Cutting out all carbs is also not needed. Some carbs remain necessary for you to function properly, especially if you’re physically active, which we encourage.

If you severely limit carb intake, you are also very likely to cut out fiber in your diet, which is absolutely needed for health.

What is absolutely recommended, is to cut out sugar and other high glycemic index foods, that cause too much of a spike in blood sugar.

Read our article on basic nutritional principles to find out more here.

5. “I am only going to do cardio exercise.”

Although cardio exercise such as running, biking or swimming is very good at burning fat, you should really add resistance training too. Lifting weights or doing body weight resistance training has positive effects on your hormones and will maintain or increase your muscle mass, keeping you toned and increasing your basal metabolic rate, having you burn more calories throughout the day.


So, with all these common mistakes identified, how should we go about losing fat?

We will be focusing on this very soon, but here’s some general guidelines to get you started:

1. Cut out the empty calories from sugar, saturated fats and alcohol.

2. Focus on getting high quality protein, such as chicken breast, fish, lean meats, eggs, beans, peas or high quality, low sugar protein shakes.

Aim to get a good source of protein in with every meal. As a guideline, try to get a portion of lean protein the size of your hand palm at every meal.

Have a low calorie, slow-digesting  protein shake as a snack when you feel hungry.

Protein will help you feel fuller for longer and will maintain your muscle mass.

3. Make sure your Omega 3 fatty acids intake remains high, either by consuming adequate amounts of fatty fish or consuming a daily supplement of Omega 3.

4. Lower your carb intake, but don’t cut them out.

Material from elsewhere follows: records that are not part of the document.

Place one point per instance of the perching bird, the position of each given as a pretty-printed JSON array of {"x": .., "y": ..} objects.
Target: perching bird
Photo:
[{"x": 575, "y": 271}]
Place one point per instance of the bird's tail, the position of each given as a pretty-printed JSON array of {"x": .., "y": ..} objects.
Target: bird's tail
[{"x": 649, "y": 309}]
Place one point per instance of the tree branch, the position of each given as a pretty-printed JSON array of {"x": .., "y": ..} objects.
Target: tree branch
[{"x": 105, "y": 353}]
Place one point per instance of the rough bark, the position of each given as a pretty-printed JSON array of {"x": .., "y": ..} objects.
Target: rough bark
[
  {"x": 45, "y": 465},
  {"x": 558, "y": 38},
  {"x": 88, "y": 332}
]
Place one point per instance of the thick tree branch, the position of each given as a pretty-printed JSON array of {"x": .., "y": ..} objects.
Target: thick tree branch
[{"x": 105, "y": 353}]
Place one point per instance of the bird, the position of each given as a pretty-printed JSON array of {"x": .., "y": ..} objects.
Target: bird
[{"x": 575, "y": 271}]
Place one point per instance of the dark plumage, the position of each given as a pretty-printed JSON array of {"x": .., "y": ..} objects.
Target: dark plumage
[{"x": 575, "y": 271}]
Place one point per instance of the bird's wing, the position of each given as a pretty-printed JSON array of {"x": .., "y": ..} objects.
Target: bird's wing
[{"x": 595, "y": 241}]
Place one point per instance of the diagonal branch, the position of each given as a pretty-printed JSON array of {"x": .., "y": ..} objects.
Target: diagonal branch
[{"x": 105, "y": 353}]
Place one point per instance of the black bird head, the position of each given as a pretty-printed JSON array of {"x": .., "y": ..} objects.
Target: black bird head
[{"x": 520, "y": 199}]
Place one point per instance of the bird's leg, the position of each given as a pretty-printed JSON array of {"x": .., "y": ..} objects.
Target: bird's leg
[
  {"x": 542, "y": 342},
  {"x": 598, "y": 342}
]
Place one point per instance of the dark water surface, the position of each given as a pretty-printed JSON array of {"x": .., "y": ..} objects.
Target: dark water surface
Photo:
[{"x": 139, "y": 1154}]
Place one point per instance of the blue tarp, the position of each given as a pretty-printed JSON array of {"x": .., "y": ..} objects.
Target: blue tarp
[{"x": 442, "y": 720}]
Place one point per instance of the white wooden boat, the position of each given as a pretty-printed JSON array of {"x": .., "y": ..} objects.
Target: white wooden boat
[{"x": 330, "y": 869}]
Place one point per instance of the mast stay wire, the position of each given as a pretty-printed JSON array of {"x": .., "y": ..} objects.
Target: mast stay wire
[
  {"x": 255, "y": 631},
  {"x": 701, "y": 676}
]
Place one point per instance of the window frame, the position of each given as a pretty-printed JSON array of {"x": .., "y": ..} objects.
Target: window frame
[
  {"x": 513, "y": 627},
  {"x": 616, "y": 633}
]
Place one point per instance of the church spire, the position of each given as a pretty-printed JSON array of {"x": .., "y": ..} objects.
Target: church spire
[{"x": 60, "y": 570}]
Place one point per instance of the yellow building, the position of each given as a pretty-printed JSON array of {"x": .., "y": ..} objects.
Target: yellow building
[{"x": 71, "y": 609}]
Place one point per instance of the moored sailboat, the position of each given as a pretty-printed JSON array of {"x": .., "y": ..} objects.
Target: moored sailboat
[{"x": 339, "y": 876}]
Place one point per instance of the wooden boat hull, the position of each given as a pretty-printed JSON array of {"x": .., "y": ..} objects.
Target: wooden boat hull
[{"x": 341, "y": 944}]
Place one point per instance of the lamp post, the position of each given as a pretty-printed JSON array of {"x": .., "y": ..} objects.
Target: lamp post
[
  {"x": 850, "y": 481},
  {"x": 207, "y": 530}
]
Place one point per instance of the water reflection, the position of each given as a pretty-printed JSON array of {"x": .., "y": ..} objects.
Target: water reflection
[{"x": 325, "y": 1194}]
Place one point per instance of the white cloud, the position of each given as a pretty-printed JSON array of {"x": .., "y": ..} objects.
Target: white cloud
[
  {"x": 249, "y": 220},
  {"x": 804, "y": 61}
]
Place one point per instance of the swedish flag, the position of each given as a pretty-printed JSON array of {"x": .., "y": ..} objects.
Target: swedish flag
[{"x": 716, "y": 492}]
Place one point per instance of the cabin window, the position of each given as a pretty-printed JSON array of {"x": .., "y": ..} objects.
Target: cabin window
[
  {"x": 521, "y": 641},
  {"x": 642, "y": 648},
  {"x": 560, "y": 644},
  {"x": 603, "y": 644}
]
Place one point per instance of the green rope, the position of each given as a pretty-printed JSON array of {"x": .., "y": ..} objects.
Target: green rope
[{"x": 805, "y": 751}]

Aim for a diet that is high protein, moderate car and moderate fat. Eat only low glycemic index carbs. A good approach would be to try to eat high protein, with ample servings of vegetables and some carbs in the form of brown rice, whole cereals, sweet potato or other decent carb source. Don’t go crazy with the fruit!

Also, try to eat most carbs in the morning and at lunch, as you need them during the day, and eat only vegetables and protein in the evening.

5. Exercise: combine cardio and resistance training. We would advise to try and do cardio in the morning, on an empty stomach. Your body’s glycogen storage will be low, as it fasted all through the night, and didn’t get much carbs in the evening before. This will have your body switch to burning fat for energy faster. Aim for 3 cardio sessions a week.

Add a minimum of two resistance training sessions a week to keep or increase your muscle mass.

So, in a nutshell: replace high G.I. carbs by more protein, eat healthy fats, do three cardio  and two resistance training sessions a week, drink plenty of water and you’ll be on your way!